Bharara’s registration in Westchester County occurred during the window for candidates to gather signatures to qualify for the Democratic primary in September. A candidate needs thousands of signatures across half the congressional districts by mid-July — meaning time is short for Bharara to jump in.
Bharara did not immediately respond to a request for comment.
The Democratic primary for attorney general is already crowded. It includes Letitia James, the New York City public advocate, who was nominated at the state party convention; Rep. Sean Patrick Maloney of the Hudson Valley; Zephyr Teachout, a law professor and former candidate for governor; and Leecia Eve, a former adviser to Hillary Clinton and Gov. Andrew M. Cuomo.
They are running to replace Eric Schneiderman, who resigned suddenly last month after multiple women accused him of physical abuse. Barbara D. Underwood, who was chosen last month to replace Schneiderman, has said she would not seek election in November.
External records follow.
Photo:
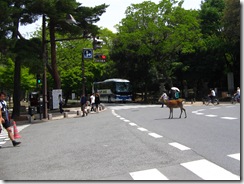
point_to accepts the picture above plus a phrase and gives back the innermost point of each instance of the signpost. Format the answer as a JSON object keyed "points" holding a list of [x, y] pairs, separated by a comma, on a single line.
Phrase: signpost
{"points": [[86, 54]]}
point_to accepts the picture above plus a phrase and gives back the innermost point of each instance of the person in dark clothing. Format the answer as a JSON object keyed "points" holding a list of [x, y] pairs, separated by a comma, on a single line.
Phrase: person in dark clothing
{"points": [[60, 103], [97, 101], [4, 118], [83, 104]]}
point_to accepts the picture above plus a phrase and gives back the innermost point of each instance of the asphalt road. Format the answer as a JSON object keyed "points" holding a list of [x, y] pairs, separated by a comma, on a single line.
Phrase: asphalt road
{"points": [[127, 142]]}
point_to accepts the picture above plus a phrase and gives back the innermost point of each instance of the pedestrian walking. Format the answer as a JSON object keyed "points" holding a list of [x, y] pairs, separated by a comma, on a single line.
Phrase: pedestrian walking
{"points": [[83, 104], [4, 118], [92, 99], [97, 101], [164, 96], [60, 103]]}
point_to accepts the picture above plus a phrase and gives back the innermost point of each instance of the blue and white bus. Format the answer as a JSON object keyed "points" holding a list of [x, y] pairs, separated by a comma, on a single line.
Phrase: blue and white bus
{"points": [[113, 90]]}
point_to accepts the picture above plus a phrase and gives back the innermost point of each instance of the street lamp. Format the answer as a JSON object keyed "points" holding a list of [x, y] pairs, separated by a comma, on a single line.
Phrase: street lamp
{"points": [[44, 59]]}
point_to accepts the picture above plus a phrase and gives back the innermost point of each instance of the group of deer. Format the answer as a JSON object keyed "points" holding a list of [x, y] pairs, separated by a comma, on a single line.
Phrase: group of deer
{"points": [[178, 103]]}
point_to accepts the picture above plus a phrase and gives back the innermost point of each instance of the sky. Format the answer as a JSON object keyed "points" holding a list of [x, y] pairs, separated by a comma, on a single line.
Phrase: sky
{"points": [[114, 13]]}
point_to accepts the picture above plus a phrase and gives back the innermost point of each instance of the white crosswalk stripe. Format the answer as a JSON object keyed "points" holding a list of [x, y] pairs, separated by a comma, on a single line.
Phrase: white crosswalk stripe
{"points": [[209, 171], [151, 174], [201, 169], [235, 156], [131, 107]]}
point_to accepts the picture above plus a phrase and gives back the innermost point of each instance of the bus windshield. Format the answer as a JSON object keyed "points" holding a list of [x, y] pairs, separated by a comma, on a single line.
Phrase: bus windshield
{"points": [[123, 87]]}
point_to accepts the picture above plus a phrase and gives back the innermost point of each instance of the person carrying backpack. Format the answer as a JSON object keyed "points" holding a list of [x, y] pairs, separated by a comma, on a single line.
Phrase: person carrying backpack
{"points": [[4, 118]]}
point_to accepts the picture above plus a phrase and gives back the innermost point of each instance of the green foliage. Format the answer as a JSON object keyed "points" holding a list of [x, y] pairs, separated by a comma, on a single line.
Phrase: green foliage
{"points": [[151, 38], [28, 81]]}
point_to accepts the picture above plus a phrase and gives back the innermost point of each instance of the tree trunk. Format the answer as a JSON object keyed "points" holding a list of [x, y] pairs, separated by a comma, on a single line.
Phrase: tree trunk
{"points": [[17, 70], [56, 77], [16, 97]]}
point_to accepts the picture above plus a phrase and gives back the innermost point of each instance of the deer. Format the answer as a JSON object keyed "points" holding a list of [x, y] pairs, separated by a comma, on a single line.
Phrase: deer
{"points": [[178, 103]]}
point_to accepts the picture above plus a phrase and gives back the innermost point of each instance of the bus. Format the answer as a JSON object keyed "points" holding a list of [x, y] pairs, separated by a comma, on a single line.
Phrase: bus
{"points": [[113, 90]]}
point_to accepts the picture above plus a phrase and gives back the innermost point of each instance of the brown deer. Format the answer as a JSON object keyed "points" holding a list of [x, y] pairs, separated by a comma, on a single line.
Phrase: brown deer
{"points": [[173, 104]]}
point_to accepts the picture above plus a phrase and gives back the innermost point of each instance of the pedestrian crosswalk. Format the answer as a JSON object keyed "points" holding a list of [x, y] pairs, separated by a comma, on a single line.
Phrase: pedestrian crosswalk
{"points": [[202, 169]]}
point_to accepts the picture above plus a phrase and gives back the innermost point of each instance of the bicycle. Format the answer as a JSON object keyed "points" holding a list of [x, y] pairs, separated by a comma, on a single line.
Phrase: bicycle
{"points": [[207, 100]]}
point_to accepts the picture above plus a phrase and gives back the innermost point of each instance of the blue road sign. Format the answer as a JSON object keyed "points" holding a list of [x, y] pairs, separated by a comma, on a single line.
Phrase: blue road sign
{"points": [[87, 53]]}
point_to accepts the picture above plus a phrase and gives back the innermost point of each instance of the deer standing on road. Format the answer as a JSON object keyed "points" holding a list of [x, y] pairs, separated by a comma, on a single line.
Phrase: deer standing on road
{"points": [[174, 104]]}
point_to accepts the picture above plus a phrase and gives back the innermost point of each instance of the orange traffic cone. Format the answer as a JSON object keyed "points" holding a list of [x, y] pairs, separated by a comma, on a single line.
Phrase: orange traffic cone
{"points": [[16, 133]]}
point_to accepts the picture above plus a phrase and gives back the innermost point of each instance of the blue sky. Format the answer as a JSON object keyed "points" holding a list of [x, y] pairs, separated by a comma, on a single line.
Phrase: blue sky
{"points": [[113, 15]]}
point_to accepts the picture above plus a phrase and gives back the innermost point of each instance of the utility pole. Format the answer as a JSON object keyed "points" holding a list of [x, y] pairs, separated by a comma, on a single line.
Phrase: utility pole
{"points": [[44, 59]]}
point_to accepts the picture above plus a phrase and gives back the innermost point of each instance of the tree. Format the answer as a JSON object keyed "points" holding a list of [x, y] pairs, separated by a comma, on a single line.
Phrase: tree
{"points": [[69, 62], [56, 11], [231, 24], [150, 40]]}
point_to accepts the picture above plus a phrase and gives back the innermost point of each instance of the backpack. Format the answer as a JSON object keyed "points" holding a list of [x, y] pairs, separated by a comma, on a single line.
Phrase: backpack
{"points": [[177, 94]]}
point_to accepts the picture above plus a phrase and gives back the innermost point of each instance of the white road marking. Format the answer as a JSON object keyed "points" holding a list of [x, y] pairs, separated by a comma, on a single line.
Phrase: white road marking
{"points": [[132, 107], [228, 118], [22, 127], [199, 113], [201, 110], [198, 110], [209, 171], [179, 146], [142, 129], [235, 156], [151, 174], [215, 108], [155, 135], [211, 115], [132, 124], [2, 142]]}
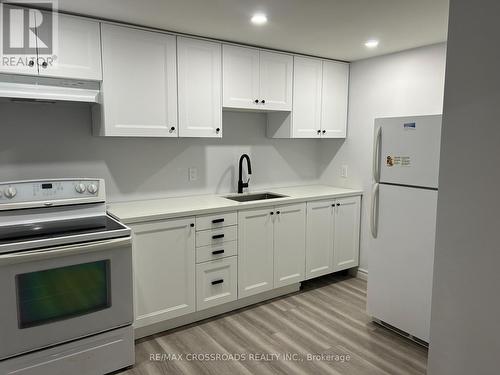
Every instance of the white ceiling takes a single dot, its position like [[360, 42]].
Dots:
[[329, 28]]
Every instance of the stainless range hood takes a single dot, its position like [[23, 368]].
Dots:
[[43, 89]]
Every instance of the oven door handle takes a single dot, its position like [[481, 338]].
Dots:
[[42, 254]]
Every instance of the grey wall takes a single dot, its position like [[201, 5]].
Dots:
[[48, 141], [465, 333], [402, 84]]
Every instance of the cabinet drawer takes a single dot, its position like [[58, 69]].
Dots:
[[216, 236], [216, 282], [214, 252], [223, 219]]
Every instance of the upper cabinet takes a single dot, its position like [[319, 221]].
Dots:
[[200, 88], [76, 52], [257, 80], [320, 96], [139, 89], [335, 91]]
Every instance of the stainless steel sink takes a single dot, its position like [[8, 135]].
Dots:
[[254, 197]]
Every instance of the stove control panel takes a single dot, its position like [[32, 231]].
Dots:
[[51, 190]]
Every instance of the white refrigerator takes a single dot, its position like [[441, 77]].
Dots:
[[403, 222]]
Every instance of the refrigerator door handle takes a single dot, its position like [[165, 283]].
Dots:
[[376, 155], [374, 210]]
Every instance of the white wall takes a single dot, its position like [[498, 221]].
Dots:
[[402, 84], [44, 141], [465, 329]]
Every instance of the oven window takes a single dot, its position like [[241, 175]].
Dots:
[[62, 293]]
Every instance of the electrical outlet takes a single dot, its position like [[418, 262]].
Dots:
[[192, 174], [343, 171]]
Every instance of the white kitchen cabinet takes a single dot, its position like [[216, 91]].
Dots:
[[320, 97], [346, 233], [139, 89], [164, 270], [289, 244], [255, 252], [200, 88], [78, 55], [319, 248], [216, 282], [307, 86], [241, 77], [335, 89], [257, 80]]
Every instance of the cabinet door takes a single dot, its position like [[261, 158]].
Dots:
[[255, 251], [139, 83], [307, 83], [24, 54], [164, 270], [346, 234], [240, 77], [200, 88], [334, 99], [289, 244], [276, 75], [319, 248], [78, 54]]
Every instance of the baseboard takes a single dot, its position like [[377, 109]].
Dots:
[[217, 310], [360, 273]]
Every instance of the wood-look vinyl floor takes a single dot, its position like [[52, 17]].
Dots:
[[327, 317]]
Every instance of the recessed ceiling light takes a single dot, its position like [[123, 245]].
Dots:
[[259, 19], [372, 43]]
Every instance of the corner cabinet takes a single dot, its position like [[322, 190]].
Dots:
[[200, 88], [139, 89], [271, 248], [332, 236], [256, 80], [164, 270]]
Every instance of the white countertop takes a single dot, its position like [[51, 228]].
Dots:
[[157, 209]]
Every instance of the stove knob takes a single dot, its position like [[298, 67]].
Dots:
[[10, 192], [92, 188], [80, 188]]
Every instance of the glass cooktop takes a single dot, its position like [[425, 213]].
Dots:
[[57, 228]]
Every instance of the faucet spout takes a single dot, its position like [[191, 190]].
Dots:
[[241, 184]]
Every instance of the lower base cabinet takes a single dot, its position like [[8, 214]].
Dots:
[[164, 270], [192, 264], [216, 282]]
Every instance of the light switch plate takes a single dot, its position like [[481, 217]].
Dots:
[[192, 174], [343, 171]]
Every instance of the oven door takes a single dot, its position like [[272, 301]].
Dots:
[[59, 294]]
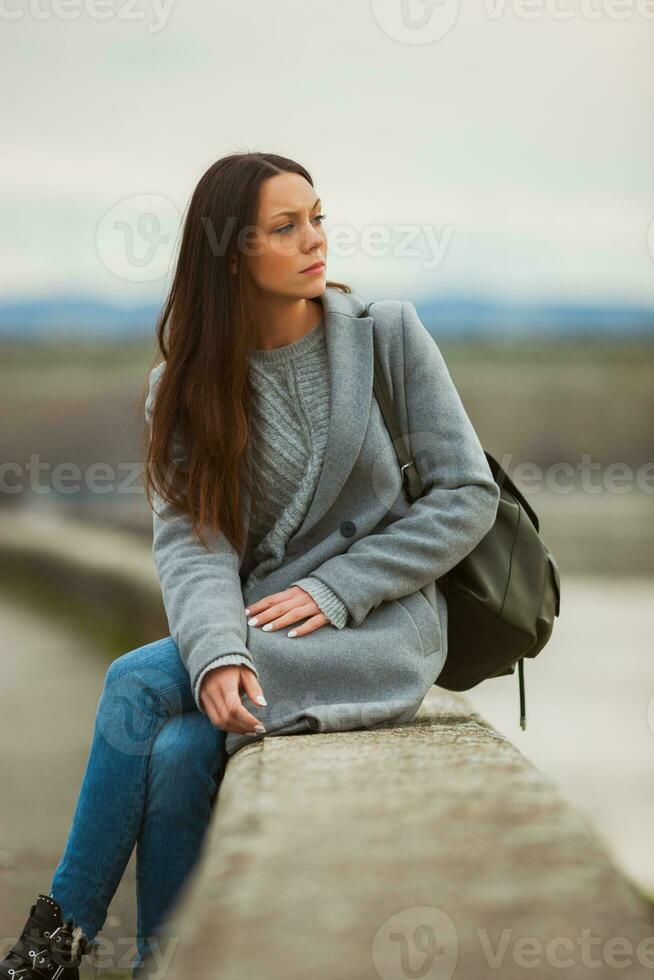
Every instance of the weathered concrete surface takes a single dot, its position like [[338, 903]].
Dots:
[[416, 850], [106, 576]]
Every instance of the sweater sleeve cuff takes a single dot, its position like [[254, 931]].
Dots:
[[229, 659], [326, 599]]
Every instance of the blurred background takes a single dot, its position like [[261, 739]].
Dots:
[[494, 164]]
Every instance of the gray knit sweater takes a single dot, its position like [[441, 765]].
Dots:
[[290, 416]]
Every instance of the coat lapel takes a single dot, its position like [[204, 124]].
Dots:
[[349, 341]]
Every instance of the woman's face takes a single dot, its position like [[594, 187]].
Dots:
[[287, 239]]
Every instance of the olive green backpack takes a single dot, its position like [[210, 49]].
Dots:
[[503, 596]]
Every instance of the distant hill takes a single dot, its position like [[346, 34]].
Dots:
[[452, 315]]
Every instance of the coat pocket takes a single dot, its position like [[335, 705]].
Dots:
[[425, 619]]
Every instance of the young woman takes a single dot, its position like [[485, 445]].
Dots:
[[293, 570]]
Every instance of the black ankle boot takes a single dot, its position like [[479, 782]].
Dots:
[[47, 947]]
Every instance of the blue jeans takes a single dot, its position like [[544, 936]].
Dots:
[[151, 779]]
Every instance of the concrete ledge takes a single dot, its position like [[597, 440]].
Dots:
[[416, 850], [419, 850]]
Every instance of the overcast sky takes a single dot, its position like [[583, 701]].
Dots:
[[513, 156]]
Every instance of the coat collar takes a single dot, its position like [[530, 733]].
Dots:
[[349, 342]]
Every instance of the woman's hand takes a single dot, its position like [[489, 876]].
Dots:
[[220, 698], [281, 609]]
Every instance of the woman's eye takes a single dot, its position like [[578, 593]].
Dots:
[[284, 228]]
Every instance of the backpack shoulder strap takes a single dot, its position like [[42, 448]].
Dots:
[[410, 477]]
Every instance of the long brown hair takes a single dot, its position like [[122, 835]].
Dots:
[[204, 334]]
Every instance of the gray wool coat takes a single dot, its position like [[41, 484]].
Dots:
[[360, 536]]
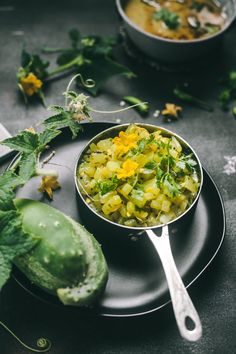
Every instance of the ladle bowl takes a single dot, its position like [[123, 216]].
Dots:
[[183, 307]]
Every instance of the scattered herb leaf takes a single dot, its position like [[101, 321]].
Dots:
[[171, 19]]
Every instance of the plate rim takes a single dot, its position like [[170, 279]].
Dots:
[[95, 310]]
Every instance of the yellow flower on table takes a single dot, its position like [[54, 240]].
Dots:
[[30, 84], [128, 169], [171, 109], [48, 185], [125, 142]]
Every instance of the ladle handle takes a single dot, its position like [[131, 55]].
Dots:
[[183, 307]]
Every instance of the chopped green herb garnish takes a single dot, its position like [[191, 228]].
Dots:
[[186, 97], [107, 186], [171, 19]]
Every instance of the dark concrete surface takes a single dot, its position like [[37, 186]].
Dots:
[[212, 134]]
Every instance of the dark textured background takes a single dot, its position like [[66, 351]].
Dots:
[[211, 134]]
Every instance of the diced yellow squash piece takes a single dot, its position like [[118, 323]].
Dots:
[[113, 166], [113, 204], [125, 189]]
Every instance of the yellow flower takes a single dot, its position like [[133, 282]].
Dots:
[[128, 169], [48, 185], [125, 142], [30, 84], [171, 110]]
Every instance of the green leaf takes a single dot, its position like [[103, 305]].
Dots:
[[100, 70], [159, 175], [171, 19], [47, 136], [63, 120], [27, 166], [13, 242], [107, 186], [24, 141], [172, 188], [8, 182]]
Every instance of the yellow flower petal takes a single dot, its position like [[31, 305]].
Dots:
[[48, 185], [30, 84]]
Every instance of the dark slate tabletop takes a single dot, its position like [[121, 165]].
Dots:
[[212, 134]]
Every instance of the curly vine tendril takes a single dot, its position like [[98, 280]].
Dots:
[[88, 83], [43, 344]]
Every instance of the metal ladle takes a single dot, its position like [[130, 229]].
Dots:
[[183, 307]]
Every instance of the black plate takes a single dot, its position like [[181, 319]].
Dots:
[[137, 282]]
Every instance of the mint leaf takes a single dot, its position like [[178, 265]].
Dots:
[[47, 136], [8, 182], [27, 166], [13, 242], [25, 141], [63, 120]]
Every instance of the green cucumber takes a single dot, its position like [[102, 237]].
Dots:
[[68, 261]]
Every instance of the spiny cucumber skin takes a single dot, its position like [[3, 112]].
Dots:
[[59, 252], [68, 261], [97, 274]]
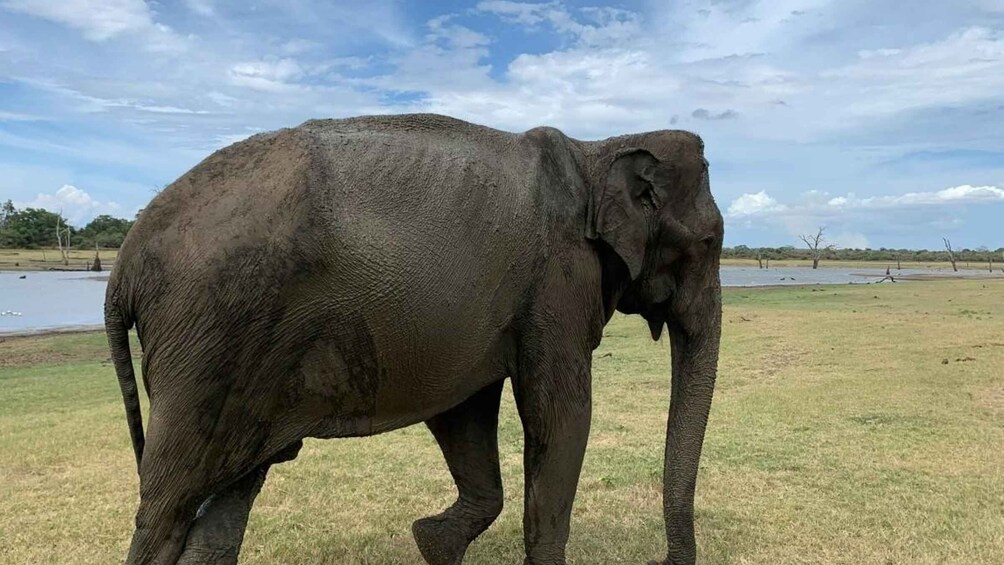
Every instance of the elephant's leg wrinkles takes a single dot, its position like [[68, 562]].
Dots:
[[468, 436], [218, 530], [554, 406]]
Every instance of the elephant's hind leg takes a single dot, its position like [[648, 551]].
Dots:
[[468, 436], [218, 531]]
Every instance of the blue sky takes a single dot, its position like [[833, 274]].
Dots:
[[880, 119]]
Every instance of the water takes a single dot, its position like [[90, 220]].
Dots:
[[50, 300]]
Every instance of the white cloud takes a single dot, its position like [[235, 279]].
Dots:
[[102, 20], [754, 204], [76, 205], [96, 19], [966, 66], [18, 116], [964, 194], [277, 75], [201, 7], [813, 202]]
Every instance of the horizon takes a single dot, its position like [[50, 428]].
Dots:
[[870, 120]]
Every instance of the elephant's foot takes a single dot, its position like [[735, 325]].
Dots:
[[209, 556], [441, 540]]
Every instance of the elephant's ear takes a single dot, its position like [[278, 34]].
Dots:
[[628, 197]]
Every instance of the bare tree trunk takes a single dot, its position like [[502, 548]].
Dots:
[[96, 267], [59, 243], [951, 253]]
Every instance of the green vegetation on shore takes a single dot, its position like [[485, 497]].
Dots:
[[851, 425]]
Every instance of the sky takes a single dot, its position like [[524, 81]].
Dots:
[[881, 120]]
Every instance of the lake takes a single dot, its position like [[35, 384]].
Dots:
[[66, 300]]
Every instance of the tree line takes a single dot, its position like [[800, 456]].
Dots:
[[981, 255], [32, 228]]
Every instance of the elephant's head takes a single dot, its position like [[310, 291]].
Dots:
[[653, 207]]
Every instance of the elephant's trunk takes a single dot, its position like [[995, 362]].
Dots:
[[694, 346]]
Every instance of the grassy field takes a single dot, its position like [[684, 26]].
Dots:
[[851, 425], [45, 259], [935, 265], [41, 260]]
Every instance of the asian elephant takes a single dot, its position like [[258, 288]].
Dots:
[[348, 277]]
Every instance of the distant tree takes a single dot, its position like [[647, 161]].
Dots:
[[816, 246], [63, 239], [104, 231], [28, 228], [951, 253], [7, 213]]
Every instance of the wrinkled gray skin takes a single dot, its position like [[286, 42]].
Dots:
[[350, 277]]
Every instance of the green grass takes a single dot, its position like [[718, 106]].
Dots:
[[46, 259], [851, 425]]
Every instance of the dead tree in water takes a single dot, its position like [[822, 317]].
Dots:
[[60, 234], [951, 253], [815, 245]]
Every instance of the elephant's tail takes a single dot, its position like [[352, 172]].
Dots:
[[116, 326]]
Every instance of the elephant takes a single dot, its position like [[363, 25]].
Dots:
[[348, 277]]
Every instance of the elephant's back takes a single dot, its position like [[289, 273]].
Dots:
[[372, 199]]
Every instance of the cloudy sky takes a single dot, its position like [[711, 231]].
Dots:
[[881, 119]]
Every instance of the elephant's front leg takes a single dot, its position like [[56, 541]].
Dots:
[[468, 436], [553, 397]]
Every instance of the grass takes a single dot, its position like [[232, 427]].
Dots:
[[849, 264], [851, 425], [48, 259], [42, 260]]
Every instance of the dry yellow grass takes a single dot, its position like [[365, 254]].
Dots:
[[839, 435], [825, 263], [45, 259]]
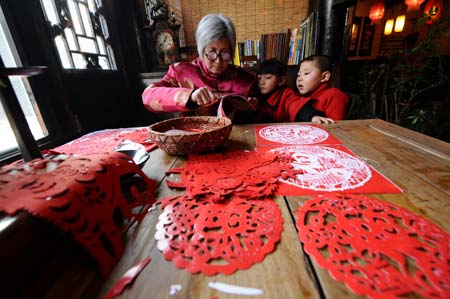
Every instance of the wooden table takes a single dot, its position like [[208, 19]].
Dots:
[[418, 164]]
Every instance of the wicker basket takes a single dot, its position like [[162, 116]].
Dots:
[[191, 135]]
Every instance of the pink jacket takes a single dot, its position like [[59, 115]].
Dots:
[[173, 91]]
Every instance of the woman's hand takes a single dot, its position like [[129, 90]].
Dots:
[[202, 96], [322, 120]]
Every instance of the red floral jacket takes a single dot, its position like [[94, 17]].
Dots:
[[173, 91]]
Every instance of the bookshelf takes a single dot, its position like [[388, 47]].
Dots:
[[290, 46]]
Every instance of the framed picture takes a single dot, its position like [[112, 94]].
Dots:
[[366, 37], [354, 33]]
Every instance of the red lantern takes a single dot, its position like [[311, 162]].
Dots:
[[376, 12], [413, 4], [433, 10]]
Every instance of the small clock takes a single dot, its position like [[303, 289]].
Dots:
[[163, 40]]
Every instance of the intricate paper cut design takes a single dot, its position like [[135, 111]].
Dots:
[[293, 134], [250, 175], [208, 237], [329, 169], [376, 248], [105, 141], [79, 194]]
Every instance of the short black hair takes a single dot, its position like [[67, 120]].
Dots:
[[323, 62], [272, 66]]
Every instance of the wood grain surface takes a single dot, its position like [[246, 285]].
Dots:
[[418, 164]]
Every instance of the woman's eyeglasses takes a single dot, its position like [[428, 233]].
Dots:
[[212, 55]]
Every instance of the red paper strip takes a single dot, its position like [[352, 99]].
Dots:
[[127, 278], [105, 141], [79, 194], [276, 135], [250, 175], [203, 236], [330, 168], [376, 248]]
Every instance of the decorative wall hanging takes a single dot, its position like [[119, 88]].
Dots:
[[208, 237], [376, 12], [293, 134], [413, 4], [376, 248], [82, 195], [433, 10], [330, 168], [105, 141], [250, 175]]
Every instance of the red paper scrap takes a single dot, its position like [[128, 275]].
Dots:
[[82, 195], [275, 135], [250, 175], [208, 237], [322, 169], [106, 141], [127, 278], [376, 248]]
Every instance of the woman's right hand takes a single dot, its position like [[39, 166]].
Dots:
[[202, 96]]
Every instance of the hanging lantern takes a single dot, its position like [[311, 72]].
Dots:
[[413, 4], [388, 27], [399, 23], [376, 12], [433, 10]]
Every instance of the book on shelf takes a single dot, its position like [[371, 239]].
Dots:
[[304, 39]]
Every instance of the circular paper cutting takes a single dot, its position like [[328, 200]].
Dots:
[[294, 134], [325, 168], [376, 248], [203, 236]]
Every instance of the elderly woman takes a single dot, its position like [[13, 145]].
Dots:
[[190, 85]]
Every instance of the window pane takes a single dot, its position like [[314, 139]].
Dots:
[[104, 63], [75, 17], [79, 61], [104, 27], [87, 45], [92, 7], [86, 20], [63, 52], [50, 11], [101, 45], [71, 39], [79, 36], [10, 58]]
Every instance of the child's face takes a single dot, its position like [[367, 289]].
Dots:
[[268, 82], [309, 77]]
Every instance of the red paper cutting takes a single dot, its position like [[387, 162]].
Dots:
[[376, 248], [81, 195], [127, 279], [105, 141], [208, 237], [330, 168], [276, 135], [250, 175]]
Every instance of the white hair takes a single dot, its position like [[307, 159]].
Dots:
[[214, 27]]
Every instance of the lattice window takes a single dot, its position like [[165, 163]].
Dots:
[[80, 33]]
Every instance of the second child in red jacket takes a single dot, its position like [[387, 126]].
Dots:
[[279, 103], [313, 84]]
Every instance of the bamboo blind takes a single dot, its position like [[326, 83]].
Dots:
[[251, 18]]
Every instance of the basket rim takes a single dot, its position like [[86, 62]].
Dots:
[[227, 123]]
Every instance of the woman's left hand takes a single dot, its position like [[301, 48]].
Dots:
[[202, 96]]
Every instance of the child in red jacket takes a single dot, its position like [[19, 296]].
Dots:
[[279, 103], [312, 84]]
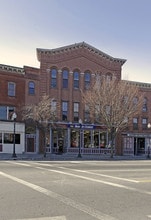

Bharara, who has become an outspoken commentator since Trump fired him last year, has built a liberal following. He addressed the idea of running for attorney general last month on his podcast.
“I think politics is not really for me, but it’s an important job, it’s an important time so we’ll see,” said Bharara, who is also a former aide to Senate Minority Leader Chuck Schumer, D-N.Y.
Before he registered as a Democrat, the Reform Party in New York had hoped to recruit Bharara onto its ticket, endorsing him prospectively at a party gathering last month. But party officials could not reach Bharara to accept their spot on the ballot.
“No luck reaching him,” Curtis Sliwa, the Reform Party chairman, said in an email.
Bharara was not a registered voter during his roughly eight years as U.S. attorney for the Southern District of New York, a period in which he aggressively prosecuted political corruption, indicting the top two lawmakers in Albany, one Democrat and one Republican, and a top aide to Cuomo.
If remaining unregistered kept him at arm’s length from electoral politics, it also means he did not cast a ballot in the 2016 presidential campaign, an issue opponents could raise in a Democratic primary.
Records show Bharara was previously registered as a Democrat in Maryland and in New York.